In this study, the plasma levels of FAP were analyzed in patients with IBD and found to be significantly reduced compared to HC (Figure 1). Reduced cFAP levels were confirmed in both patients with CD and UC. Moreover, no correlations between cFAP and any recorded disease characteristic were found, thus supporting the hypothesis that cFAP is a general marker of IBD rather than an indicator of a particular IBD subtype or pattern. In the present study, we have included patients with controlled IBD under treatment and patients with active IBD undergoing surgery. Surgery in IBD is indicated when an aggressive disease presents with symptoms, or in case of uncontrolled disease after therapy failure, as often happens with UC or stricturing CD. Our findings revealed that cFAP is lower in both IBD cohorts as compared to HC. Furthermore, cFAP was significantly lower in patients undergoing surgery than patients with controlled disease (p < 0.0001), thus suggesting a role for cFAP as a biomarker of IBD activity and remission: the more cFAP is reduced, the more disease is active. By contrast, patients with diverticulitis had similar cFAP levels than HC. Despite preliminary, this observation indicates that reduced cFAP may be a specific marker of IBD over other inflammatory gastrointestinal disorders.

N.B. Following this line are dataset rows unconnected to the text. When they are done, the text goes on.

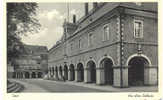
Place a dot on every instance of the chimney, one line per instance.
(95, 4)
(86, 8)
(74, 19)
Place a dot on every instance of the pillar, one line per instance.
(87, 75)
(100, 77)
(76, 75)
(23, 75)
(120, 78)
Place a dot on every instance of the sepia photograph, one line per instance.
(82, 47)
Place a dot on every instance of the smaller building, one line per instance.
(32, 63)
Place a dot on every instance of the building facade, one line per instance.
(33, 63)
(114, 43)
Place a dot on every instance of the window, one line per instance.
(71, 46)
(138, 29)
(106, 32)
(90, 39)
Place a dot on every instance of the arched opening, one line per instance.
(60, 71)
(56, 71)
(80, 72)
(26, 74)
(21, 74)
(136, 71)
(39, 74)
(92, 69)
(107, 64)
(72, 72)
(52, 71)
(65, 72)
(33, 75)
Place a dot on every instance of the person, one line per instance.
(63, 78)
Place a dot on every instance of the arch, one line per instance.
(80, 72)
(107, 64)
(92, 71)
(72, 72)
(65, 69)
(90, 60)
(136, 70)
(109, 57)
(27, 75)
(138, 55)
(40, 74)
(33, 75)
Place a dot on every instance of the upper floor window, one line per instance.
(138, 3)
(79, 43)
(71, 46)
(106, 32)
(90, 39)
(138, 29)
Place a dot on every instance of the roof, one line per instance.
(108, 7)
(35, 49)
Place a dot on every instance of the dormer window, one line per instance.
(90, 39)
(106, 32)
(138, 29)
(138, 3)
(79, 43)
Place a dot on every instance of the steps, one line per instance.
(14, 87)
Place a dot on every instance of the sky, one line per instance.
(51, 17)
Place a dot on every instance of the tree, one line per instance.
(21, 19)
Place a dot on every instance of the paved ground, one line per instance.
(40, 85)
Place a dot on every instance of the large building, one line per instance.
(33, 63)
(114, 43)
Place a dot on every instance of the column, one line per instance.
(100, 79)
(76, 75)
(87, 75)
(124, 81)
(56, 75)
(117, 76)
(18, 75)
(151, 75)
(23, 75)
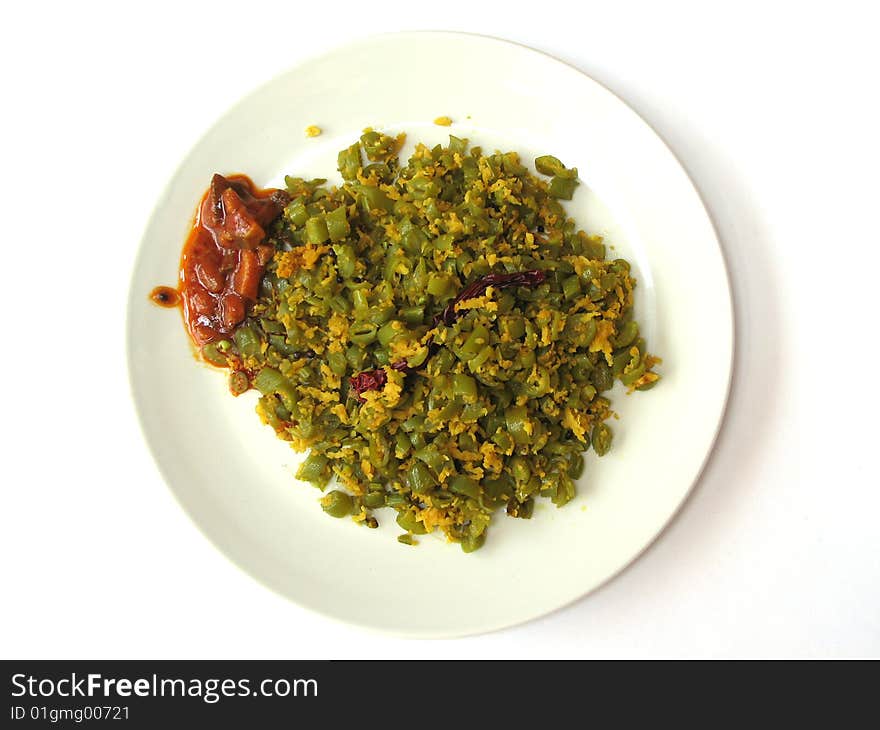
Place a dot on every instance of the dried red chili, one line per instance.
(375, 379)
(477, 288)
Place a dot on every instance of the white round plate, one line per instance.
(235, 479)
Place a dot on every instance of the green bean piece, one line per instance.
(363, 334)
(407, 520)
(465, 486)
(562, 188)
(549, 165)
(349, 162)
(519, 427)
(601, 439)
(247, 341)
(419, 479)
(337, 504)
(338, 227)
(469, 544)
(238, 382)
(315, 469)
(211, 354)
(316, 229)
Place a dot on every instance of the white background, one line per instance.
(773, 109)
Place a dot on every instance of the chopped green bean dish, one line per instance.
(438, 335)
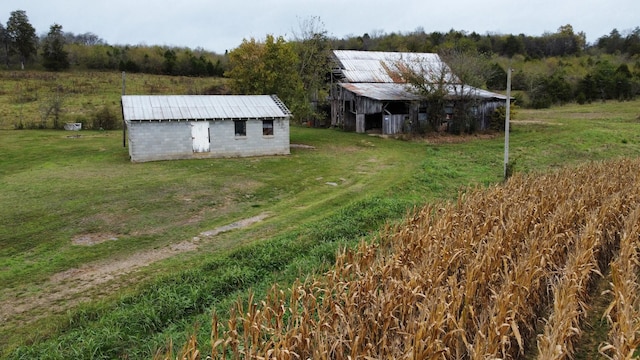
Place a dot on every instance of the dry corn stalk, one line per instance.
(465, 280)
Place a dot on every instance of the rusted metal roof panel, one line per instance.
(202, 107)
(404, 92)
(382, 91)
(383, 67)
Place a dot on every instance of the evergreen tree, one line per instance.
(22, 35)
(54, 56)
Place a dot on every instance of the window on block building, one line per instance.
(240, 127)
(267, 127)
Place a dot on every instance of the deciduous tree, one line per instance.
(269, 67)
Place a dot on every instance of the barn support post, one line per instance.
(506, 127)
(124, 124)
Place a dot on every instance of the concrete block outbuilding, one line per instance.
(167, 127)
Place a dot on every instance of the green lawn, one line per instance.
(55, 188)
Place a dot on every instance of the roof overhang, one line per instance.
(202, 107)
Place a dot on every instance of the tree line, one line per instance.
(58, 50)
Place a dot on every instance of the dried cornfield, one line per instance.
(504, 272)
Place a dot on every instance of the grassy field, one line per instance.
(101, 258)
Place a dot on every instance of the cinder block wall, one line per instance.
(165, 140)
(168, 140)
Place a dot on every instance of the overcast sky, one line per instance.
(217, 25)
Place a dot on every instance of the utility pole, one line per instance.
(506, 124)
(124, 124)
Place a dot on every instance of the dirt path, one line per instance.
(64, 289)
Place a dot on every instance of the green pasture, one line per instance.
(56, 186)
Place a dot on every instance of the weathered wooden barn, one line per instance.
(203, 126)
(368, 96)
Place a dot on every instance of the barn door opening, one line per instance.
(200, 136)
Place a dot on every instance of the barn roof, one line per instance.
(202, 107)
(403, 92)
(373, 74)
(379, 67)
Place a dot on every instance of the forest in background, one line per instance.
(549, 69)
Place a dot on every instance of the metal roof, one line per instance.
(202, 107)
(383, 67)
(404, 92)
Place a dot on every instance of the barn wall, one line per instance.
(170, 140)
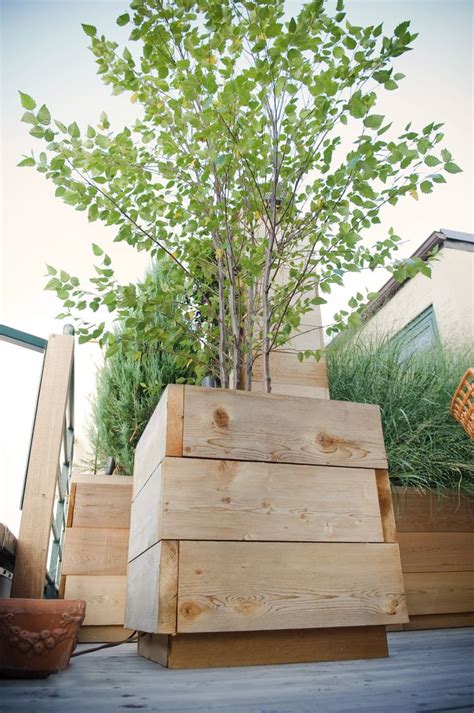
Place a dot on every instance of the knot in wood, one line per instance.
(246, 606)
(221, 418)
(190, 610)
(326, 442)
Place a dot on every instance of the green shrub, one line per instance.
(426, 448)
(132, 379)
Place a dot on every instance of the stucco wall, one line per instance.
(451, 292)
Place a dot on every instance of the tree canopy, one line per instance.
(256, 164)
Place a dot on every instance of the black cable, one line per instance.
(105, 646)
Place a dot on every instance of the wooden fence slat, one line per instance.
(33, 540)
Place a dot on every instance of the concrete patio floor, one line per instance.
(427, 672)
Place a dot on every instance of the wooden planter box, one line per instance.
(262, 531)
(436, 537)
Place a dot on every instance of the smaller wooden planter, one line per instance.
(436, 537)
(256, 518)
(95, 553)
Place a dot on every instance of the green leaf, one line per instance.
(43, 116)
(53, 284)
(451, 167)
(27, 102)
(374, 121)
(90, 30)
(37, 132)
(432, 161)
(27, 162)
(29, 118)
(73, 130)
(402, 28)
(123, 19)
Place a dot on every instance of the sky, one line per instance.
(44, 53)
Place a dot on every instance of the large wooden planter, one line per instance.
(262, 531)
(436, 537)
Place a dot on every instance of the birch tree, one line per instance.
(257, 148)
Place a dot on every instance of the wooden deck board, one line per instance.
(428, 671)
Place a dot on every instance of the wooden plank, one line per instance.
(439, 592)
(168, 590)
(282, 389)
(146, 516)
(40, 487)
(386, 506)
(103, 634)
(100, 479)
(8, 543)
(152, 590)
(103, 505)
(292, 377)
(104, 596)
(449, 511)
(232, 500)
(254, 648)
(239, 425)
(70, 505)
(244, 586)
(162, 436)
(91, 550)
(438, 621)
(436, 551)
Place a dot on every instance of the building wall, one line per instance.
(451, 292)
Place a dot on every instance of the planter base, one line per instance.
(253, 648)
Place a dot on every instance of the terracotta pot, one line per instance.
(38, 636)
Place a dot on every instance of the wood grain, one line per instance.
(285, 368)
(437, 621)
(152, 589)
(291, 377)
(162, 436)
(145, 521)
(232, 500)
(264, 647)
(436, 551)
(103, 505)
(40, 487)
(244, 586)
(104, 596)
(386, 506)
(449, 511)
(439, 592)
(70, 505)
(91, 550)
(237, 425)
(103, 634)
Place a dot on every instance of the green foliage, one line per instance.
(426, 447)
(129, 386)
(240, 164)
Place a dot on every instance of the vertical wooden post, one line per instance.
(41, 478)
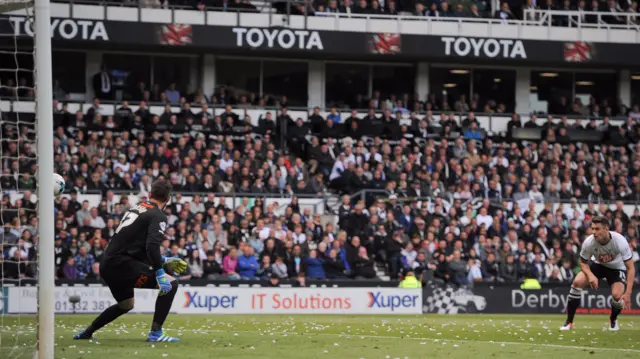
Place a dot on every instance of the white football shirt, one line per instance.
(611, 255)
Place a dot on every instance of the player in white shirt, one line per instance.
(604, 255)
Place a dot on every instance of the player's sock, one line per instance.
(109, 315)
(163, 306)
(573, 304)
(616, 308)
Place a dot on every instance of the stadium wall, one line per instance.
(437, 299)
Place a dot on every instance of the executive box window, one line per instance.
(128, 71)
(347, 85)
(286, 78)
(602, 86)
(495, 88)
(65, 65)
(172, 69)
(394, 80)
(551, 87)
(238, 77)
(561, 90)
(16, 70)
(447, 85)
(635, 88)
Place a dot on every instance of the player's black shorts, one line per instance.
(123, 276)
(610, 274)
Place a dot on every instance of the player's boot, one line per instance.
(613, 325)
(156, 336)
(83, 335)
(567, 326)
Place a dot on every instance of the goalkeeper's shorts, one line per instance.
(124, 276)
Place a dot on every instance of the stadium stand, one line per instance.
(434, 192)
(460, 192)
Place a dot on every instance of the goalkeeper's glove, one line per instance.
(174, 264)
(163, 282)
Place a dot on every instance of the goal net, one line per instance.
(26, 165)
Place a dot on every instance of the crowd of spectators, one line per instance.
(614, 11)
(426, 218)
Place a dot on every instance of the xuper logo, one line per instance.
(393, 301)
(479, 47)
(209, 302)
(68, 29)
(278, 38)
(296, 301)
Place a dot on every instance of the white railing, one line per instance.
(538, 24)
(491, 123)
(582, 19)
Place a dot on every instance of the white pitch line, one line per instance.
(348, 336)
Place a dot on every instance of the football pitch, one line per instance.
(334, 336)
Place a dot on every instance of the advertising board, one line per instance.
(216, 300)
(327, 44)
(495, 300)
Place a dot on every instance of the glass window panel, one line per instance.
(551, 87)
(394, 80)
(494, 87)
(168, 70)
(347, 85)
(602, 87)
(635, 88)
(65, 65)
(16, 69)
(130, 70)
(447, 85)
(286, 78)
(238, 77)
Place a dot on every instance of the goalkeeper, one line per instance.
(132, 260)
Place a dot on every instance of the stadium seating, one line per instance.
(437, 189)
(457, 196)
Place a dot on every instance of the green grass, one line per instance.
(331, 336)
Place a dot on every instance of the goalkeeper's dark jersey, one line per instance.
(138, 237)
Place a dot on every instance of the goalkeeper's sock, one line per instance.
(163, 306)
(573, 304)
(616, 308)
(109, 315)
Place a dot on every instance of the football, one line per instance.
(58, 184)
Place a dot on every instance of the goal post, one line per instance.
(12, 73)
(43, 80)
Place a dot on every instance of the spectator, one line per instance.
(211, 268)
(230, 264)
(315, 266)
(70, 270)
(248, 264)
(363, 265)
(84, 262)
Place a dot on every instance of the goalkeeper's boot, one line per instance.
(83, 335)
(567, 326)
(156, 336)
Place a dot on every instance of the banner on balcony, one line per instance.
(320, 44)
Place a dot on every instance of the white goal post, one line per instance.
(44, 131)
(40, 11)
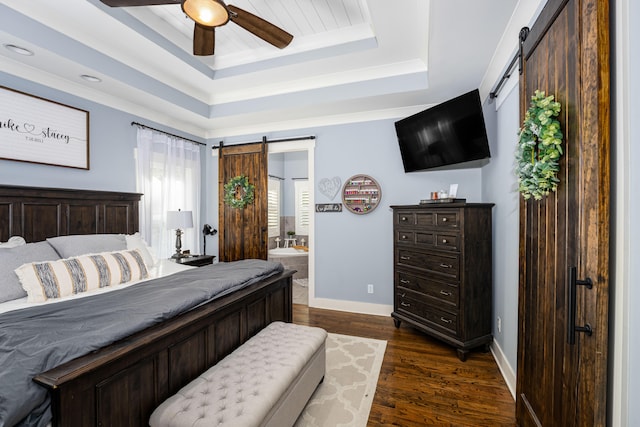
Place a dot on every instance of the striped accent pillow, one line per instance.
(85, 273)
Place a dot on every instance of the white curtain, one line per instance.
(168, 176)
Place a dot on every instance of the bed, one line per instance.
(121, 383)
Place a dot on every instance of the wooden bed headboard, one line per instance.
(37, 213)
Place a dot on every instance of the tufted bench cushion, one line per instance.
(266, 381)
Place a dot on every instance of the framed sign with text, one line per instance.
(37, 130)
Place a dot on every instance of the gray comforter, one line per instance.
(36, 339)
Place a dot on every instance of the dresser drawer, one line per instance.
(444, 264)
(427, 313)
(447, 241)
(404, 218)
(444, 293)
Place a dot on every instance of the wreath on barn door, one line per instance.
(539, 148)
(238, 192)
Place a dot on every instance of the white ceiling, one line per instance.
(350, 60)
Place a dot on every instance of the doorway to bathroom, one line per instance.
(290, 213)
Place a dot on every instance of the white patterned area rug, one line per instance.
(345, 396)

Other observations in the literature already reported reduced levels of cFAP in pathological contexts characterized by stroma reactivity, such as some cancers and myocardial infarction (27). To the best of our knowledge, this is the first investigation of cFAP in a cohort of patients with IBD. The cause for reduced cFAP level still remains poorly elucidated, but it could be that a systemic reaction to the disease occurs. Indeed, the origin of cFAP is not completely clarified (28, 29). FAP extracellular domain can be shed from cells as soluble form, but cause and actors involved in this proteolytic cleavage have not been demonstrated yet. Activated fibroblasts, myofibroblasts, and the hepatobiliary system appear as the primary physiological sources of FAP, though it is likely that multiple organs may contribute to the circulating levels of FAP (27, 30). There is literature showing that proteins of the dipeptidyl peptidase family, such as the FAP paralog DPP4, are expressed in gut epithelial cells and that their expression increases in cells that display an enterocytic differentiation (3133). Since enterocytes are damaged and partly destroyed in IBD, it could be hypothesized that one of the cellular sources of these proteins fails to produce and secrete the proteins to the same extent as it happens in the healthy physiological state. However, studies on FAP secretion by enterocytes in IBD are lacking and this hypothesis cannot yet be confirmed. Moreover, results from our study revealed that patients with stricturing disease had similar cFAP levels compared to penetrating disease and non-stricturing non-penetrating disease, both in IBD patients controlled with therapy (p = 0.71) and in patients treated by surgery (p = 0.67). This finding is particularly relevant, since it further suggests that cFAP could be not only related with the fibroblasts' local presence in bowel lesions, but also with other unknown pathways related to FAP independent from strictures. Further preclinical studies are required to uncover the mechanisms responsible for cFAP production and to explain why it is reduced in IBD.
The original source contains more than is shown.